The nation’s top medical expert says he advised the federal government to stem the flow of Australians returning from India because of COVID-19 but made no recommendations to jail or fine those who circumvent travel bans.

Chief Medical Officer Professor Paul Kelly said the expert health advice group, the Australian Health Protection Principal Committee, told the government that the risk coming from India had reached a “benchmark of concern”.

People who have been in India in the 14 days before arriving in Australia now face fines or jail time.Credit:Bloomberg

Australians who return from India now face up to a $66,000 fine and five years jail for circumventing the government’s ban on travel from that country under changes to the Biosecurity Act signed off by Health Minister Greg Hunt on Friday.

The ALP and Nationals, however, have both voiced disquiet about Australians being left stranded overseas.

“Our advice was that we needed to do something about the number of positive cases coming into our hotel quarantine [system],” Professor Kelly told ABC’s RN Breakfast on Monday morning.

“There was no advice given in relation to fines or jail terms, that’s just how the Biosecurity Act works.”

Prime Minister Scott Morrison said the government was continuing to make decisions that were in the best interests of the country.

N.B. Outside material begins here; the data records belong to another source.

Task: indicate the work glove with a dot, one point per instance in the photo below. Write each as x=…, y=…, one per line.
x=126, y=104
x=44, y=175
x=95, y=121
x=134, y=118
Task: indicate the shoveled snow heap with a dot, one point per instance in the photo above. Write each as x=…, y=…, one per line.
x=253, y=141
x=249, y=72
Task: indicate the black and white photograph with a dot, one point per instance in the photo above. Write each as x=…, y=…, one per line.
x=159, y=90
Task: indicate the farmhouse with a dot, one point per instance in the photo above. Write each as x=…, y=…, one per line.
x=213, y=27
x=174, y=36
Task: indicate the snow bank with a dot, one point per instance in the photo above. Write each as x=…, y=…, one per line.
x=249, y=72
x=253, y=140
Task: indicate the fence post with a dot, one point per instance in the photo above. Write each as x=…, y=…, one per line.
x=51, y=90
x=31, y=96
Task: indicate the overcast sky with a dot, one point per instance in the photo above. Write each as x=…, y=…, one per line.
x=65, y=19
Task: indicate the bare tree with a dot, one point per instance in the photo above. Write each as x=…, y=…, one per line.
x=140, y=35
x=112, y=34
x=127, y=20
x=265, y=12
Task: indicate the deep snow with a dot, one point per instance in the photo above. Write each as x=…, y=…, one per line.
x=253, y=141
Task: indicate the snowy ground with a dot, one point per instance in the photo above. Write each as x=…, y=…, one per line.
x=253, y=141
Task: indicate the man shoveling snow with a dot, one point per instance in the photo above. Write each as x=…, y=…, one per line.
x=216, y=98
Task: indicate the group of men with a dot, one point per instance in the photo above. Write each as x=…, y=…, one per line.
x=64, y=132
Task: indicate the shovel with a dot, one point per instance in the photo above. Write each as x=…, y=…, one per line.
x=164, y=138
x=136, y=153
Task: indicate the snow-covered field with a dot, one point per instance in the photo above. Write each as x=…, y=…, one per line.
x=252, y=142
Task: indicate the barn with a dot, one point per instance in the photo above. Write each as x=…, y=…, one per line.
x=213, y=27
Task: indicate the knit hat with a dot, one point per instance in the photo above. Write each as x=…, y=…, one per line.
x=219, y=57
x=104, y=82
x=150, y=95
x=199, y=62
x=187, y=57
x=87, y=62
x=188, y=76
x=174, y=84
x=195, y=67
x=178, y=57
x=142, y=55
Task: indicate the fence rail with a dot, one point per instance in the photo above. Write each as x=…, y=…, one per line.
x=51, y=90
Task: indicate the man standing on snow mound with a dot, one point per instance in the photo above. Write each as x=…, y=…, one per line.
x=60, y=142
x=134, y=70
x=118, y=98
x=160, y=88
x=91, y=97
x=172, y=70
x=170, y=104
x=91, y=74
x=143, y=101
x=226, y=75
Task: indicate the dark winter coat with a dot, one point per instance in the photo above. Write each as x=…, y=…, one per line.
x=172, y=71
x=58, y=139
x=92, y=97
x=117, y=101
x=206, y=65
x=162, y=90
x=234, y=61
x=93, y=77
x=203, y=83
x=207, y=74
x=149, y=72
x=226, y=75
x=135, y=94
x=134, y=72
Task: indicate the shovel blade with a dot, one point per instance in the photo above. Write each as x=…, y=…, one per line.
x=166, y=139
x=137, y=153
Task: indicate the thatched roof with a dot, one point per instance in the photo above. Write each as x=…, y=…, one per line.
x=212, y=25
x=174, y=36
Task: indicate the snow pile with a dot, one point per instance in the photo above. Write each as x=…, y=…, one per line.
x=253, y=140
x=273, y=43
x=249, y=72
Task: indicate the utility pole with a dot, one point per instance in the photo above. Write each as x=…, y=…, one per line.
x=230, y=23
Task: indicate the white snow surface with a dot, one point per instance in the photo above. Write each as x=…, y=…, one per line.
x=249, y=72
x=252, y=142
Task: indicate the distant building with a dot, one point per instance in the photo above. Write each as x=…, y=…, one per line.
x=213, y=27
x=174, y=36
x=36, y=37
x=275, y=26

Direct flights from India to Sydney and Darwin have been halted until May 15 because of a massive increase in cases in quarantine, he said.

About 15 outbreaks were started from cases in hotel quarantine, including the latest WA outbreak that was sparked over the weekend.

“We’ve seen a seven-fold increase in the rate of infection of those in Howard Springs coming back from India,” he told 2GB on Monday morning.

“So it’s important that we have a temporary pause here to strengthen those arrangements in those quarantine facilities, get stronger testing arrangements.”

Deputy Nationals leader Matt Canavan said the government needed to fix the quarantine system rather than leaving Australians stranded overseas.

“We should be helping Aussies in India return not jailing them,” he tweeted on Monday morning.

Opposition leader Anthony Albanese accused the Morrison government of abandoning Australians in India and called the threat of jail for those returning an “extraordinary” policy.

“Australia has obligations to our citizens, to people who are Australians – not just to abandon them overseas, but then to threaten them is quite extraordinary action,” Mr Albanese said on Sunday.

“The government’s got to justify how it is that the figures from India are similar to what they’ve been in the past from the UK and the US, but we haven’t seen these sort of measures.”

Dr Jagvinder Singh Virk, chairman of the India Australia Strategic Alliance and a long-term Liberal Party member, said the community was very upset about the ban.

If Australian citizens die in India, who will be responsible?” Dr Virk said.

Mr Morrison said the travel ban is under continual review.

“This only needs to be there in place for as long as it needs to be there to keep Australians safe,” he said.